The Caesars case (I keep wanting to write Caesar’s but apparently no, it’s Caesars, just like Starbucks) interested me because of the role of statistics. I’m used to thinking of probability and statistics as a positive social force (helping medical research or, in earlier days, helping the allies in World War 2), or mildly positive (for example, helping design measures to better evaluate employees), or maybe neutral (exotic financial instruments which serve no redeeming social value but presumably don’t do much harm) or moderately negative (“Moneyball”-style strategies such as going for slow sluggers who foul off endless pitches and walk a lot; it may win games but it makes for boring baseball). And then there are statisticians who do fishy analyses, for example trying to hide that some drug causes damage so it can stay on the market. But that’s a bit different because such a statistical analysis, no matter how crafty, is inherently a bad analysis, trying to obscure rather than learn.

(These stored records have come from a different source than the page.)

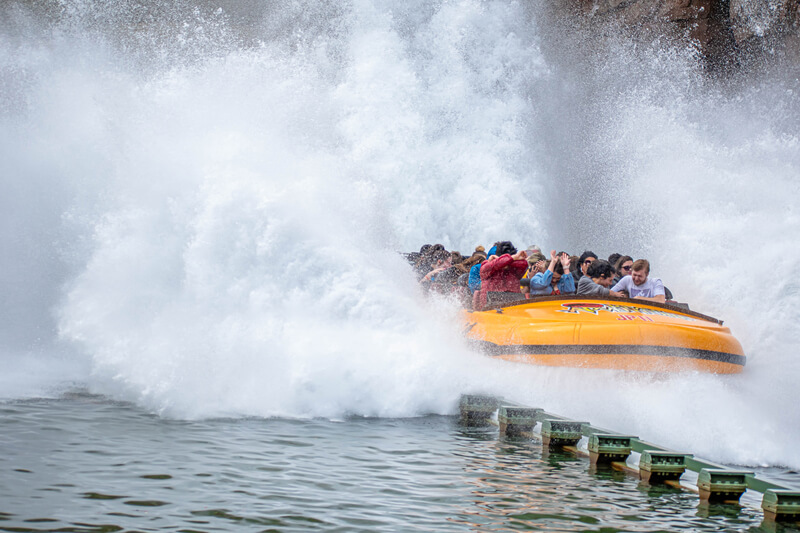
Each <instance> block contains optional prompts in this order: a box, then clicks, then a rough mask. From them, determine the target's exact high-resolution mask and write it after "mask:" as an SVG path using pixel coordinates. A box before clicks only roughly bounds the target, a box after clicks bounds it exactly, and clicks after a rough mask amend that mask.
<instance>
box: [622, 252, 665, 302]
mask: <svg viewBox="0 0 800 533" xmlns="http://www.w3.org/2000/svg"><path fill="white" fill-rule="evenodd" d="M649 275H650V262H649V261H648V260H647V259H637V260H636V261H634V262H633V265H632V266H631V274H630V276H625V277H623V278H622V279H621V280H619V282H618V283H616V284H615V285H614V288H613V289H612V290H615V291H626V292H627V293H628V294H629V296H630V297H631V298H636V299H638V300H648V301H651V302H660V303H662V304H663V303H664V302H666V301H667V297H666V293H665V291H664V284H663V283H662V282H661V279H659V278H649V279H648V277H647V276H649Z"/></svg>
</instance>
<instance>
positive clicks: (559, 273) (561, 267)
mask: <svg viewBox="0 0 800 533" xmlns="http://www.w3.org/2000/svg"><path fill="white" fill-rule="evenodd" d="M565 253H567V252H558V255H557V256H556V267H555V268H554V269H553V272H555V273H557V274H561V275H562V276H563V275H564V265H562V264H561V256H563V255H564V254H565Z"/></svg>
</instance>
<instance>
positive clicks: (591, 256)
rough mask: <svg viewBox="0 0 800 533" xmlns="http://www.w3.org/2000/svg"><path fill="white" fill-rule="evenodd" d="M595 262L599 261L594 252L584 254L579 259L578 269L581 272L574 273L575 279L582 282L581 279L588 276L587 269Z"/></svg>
mask: <svg viewBox="0 0 800 533" xmlns="http://www.w3.org/2000/svg"><path fill="white" fill-rule="evenodd" d="M594 261H597V255H596V254H595V253H594V252H590V251H589V250H586V251H585V252H583V253H582V254H581V256H580V258H579V259H578V268H579V270H577V271H573V272H572V275H573V276H574V277H575V279H576V280H578V282H580V280H581V278H582V277H583V276H585V275H586V269H587V268H589V265H591V264H592V263H593V262H594Z"/></svg>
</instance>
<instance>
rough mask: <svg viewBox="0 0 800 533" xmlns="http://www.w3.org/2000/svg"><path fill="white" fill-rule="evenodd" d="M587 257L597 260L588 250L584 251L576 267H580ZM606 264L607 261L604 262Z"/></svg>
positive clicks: (592, 252)
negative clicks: (589, 257)
mask: <svg viewBox="0 0 800 533" xmlns="http://www.w3.org/2000/svg"><path fill="white" fill-rule="evenodd" d="M587 257H594V258H595V259H597V254H595V253H594V252H590V251H589V250H586V251H585V252H583V253H582V254H581V257H580V259H578V266H580V265H582V264H583V262H584V261H586V258H587ZM606 263H608V261H606Z"/></svg>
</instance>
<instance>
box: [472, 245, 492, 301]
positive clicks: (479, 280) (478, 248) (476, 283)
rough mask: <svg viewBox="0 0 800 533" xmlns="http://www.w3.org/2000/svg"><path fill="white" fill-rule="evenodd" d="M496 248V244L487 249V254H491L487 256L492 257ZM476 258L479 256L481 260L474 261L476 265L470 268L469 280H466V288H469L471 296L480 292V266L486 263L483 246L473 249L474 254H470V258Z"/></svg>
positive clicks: (480, 275) (480, 278)
mask: <svg viewBox="0 0 800 533" xmlns="http://www.w3.org/2000/svg"><path fill="white" fill-rule="evenodd" d="M496 248H497V243H495V245H494V246H492V247H491V248H489V252H491V253H490V254H489V255H493V254H494V251H495V249H496ZM476 256H480V257H481V259H480V260H478V261H476V263H475V264H474V265H472V266H471V267H470V269H469V278H468V280H467V287H469V290H470V291H472V294H475V291H479V290H481V264H482V263H483V262H484V261H486V252H485V251H484V248H483V246H478V247H477V248H475V253H473V254H472V257H476Z"/></svg>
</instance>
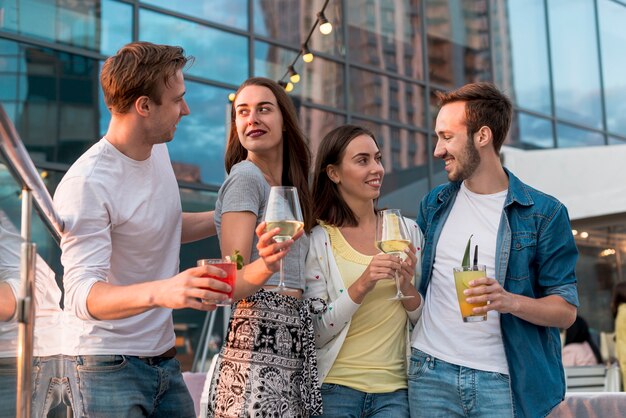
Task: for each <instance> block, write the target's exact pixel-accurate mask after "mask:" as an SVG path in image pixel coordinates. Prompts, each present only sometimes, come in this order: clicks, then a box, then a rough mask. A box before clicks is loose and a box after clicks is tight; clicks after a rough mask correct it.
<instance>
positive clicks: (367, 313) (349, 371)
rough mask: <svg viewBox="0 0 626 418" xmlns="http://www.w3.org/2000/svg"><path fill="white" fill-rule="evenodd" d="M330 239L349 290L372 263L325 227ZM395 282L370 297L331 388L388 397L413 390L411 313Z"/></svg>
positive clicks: (363, 311) (356, 317)
mask: <svg viewBox="0 0 626 418" xmlns="http://www.w3.org/2000/svg"><path fill="white" fill-rule="evenodd" d="M324 228H325V229H326V231H327V232H328V234H329V236H330V240H331V243H332V249H333V254H334V256H335V261H336V263H337V266H338V267H339V272H340V273H341V277H342V278H343V282H344V285H345V286H346V287H349V286H350V285H352V283H354V282H355V281H356V279H358V278H359V277H360V276H361V274H363V272H364V271H365V269H366V267H367V266H368V264H369V263H370V261H371V260H372V257H371V256H367V255H364V254H361V253H359V252H357V251H356V250H355V249H354V248H352V246H351V245H350V244H349V243H348V242H347V241H346V240H345V238H344V237H343V235H342V234H341V232H340V231H339V229H337V228H336V227H333V226H328V225H324ZM395 293H396V291H395V283H394V281H393V280H381V281H379V282H378V283H377V284H376V287H375V288H374V289H373V290H372V291H371V292H370V293H369V294H368V295H367V296H366V297H365V299H364V300H363V303H362V304H361V306H360V307H359V309H358V310H357V311H356V313H355V314H354V316H353V317H352V321H351V323H350V329H349V330H348V335H347V336H346V339H345V341H344V343H343V345H342V347H341V350H340V351H339V354H338V356H337V359H336V360H335V362H334V363H333V366H332V368H331V369H330V372H329V373H328V375H327V376H326V379H325V380H324V382H325V383H334V384H339V385H343V386H347V387H350V388H353V389H356V390H360V391H362V392H368V393H387V392H393V391H396V390H398V389H405V388H406V387H407V377H406V321H407V320H408V318H407V315H406V311H405V309H404V307H403V306H402V303H401V302H399V301H389V300H387V299H389V298H390V297H393V296H394V295H395Z"/></svg>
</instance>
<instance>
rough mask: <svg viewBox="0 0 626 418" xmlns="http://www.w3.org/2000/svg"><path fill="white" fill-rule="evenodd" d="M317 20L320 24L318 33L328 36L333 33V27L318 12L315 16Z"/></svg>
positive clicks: (330, 24)
mask: <svg viewBox="0 0 626 418" xmlns="http://www.w3.org/2000/svg"><path fill="white" fill-rule="evenodd" d="M317 20H318V21H319V23H320V32H322V35H328V34H329V33H331V32H332V31H333V25H332V24H331V23H330V22H329V21H328V19H326V15H324V12H319V13H318V14H317Z"/></svg>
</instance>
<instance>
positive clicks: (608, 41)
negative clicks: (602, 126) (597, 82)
mask: <svg viewBox="0 0 626 418" xmlns="http://www.w3.org/2000/svg"><path fill="white" fill-rule="evenodd" d="M599 13H600V39H601V42H602V43H601V45H602V46H601V47H602V76H603V79H604V97H605V101H606V119H607V129H608V130H609V131H612V132H620V133H623V132H626V117H625V115H626V100H624V97H626V79H625V78H624V74H626V55H624V52H623V51H624V45H626V29H625V26H624V23H625V22H626V6H620V5H618V4H616V3H615V2H613V1H610V0H602V1H600V2H599Z"/></svg>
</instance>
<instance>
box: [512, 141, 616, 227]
mask: <svg viewBox="0 0 626 418" xmlns="http://www.w3.org/2000/svg"><path fill="white" fill-rule="evenodd" d="M501 154H502V155H503V156H504V166H505V167H507V168H508V169H509V170H511V171H512V172H513V173H514V174H515V175H516V176H517V177H518V178H520V179H521V180H522V181H524V182H525V183H528V184H529V185H530V186H532V187H534V188H536V189H539V190H541V191H542V192H545V193H548V194H550V195H552V196H554V197H556V198H557V199H559V200H560V201H561V202H563V203H564V204H565V206H567V209H568V211H569V216H570V218H571V219H572V220H576V219H582V218H588V217H594V216H602V215H610V214H617V213H623V212H626V145H611V146H601V147H582V148H559V149H550V150H539V151H525V150H520V149H517V148H511V147H506V146H505V147H502V151H501Z"/></svg>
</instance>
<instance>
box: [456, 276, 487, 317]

The Caesars case seems different, in that there is a very direct tradeoff: the better the statistics and the better the science, the worse the human outcomes. These guys are directly optimizing their ability to ruin some people’s lives.

OK, maybe you could argue that it’s a good thing to take a million dollars from someone who doesn’t really need it (as seems to be the case for this Iowa woman; at least, it doesn’t sound like she is starving or homeless) and transferring it to middle-class casino employees. They could rename the casino Robin Hoods and see if anyone gets the point.

But I don’t see anyone making this point. Gary Loveman doesn’t say, Yeah, what of it? We’re fleecing the suckers, taking millions from rich addicts who don’t need the money anyway. Instead, he implausibly denies that they are systematically plucking people. What’s it like to be a statistician working in the keep-them-coming-back-for-more department of the Caesars marketing department, knowing that, the better you do your job, the worse you’re hurting people? Maybe someone holding such a position feels no worse than I do, every time I drink a Coke.

P.S. I’m annoyed that This American Life did a show called Red State Blue State and didn’t interview me! They also have this show with Malcolm “Igon value” Gladwell.

P.P.S. My sound system is an ipod plugged into the Goal Zero 90401 Rockout Speaker which goes for $25 on Amazon. It’s loud enough that I can hear music or podcasts in traffic.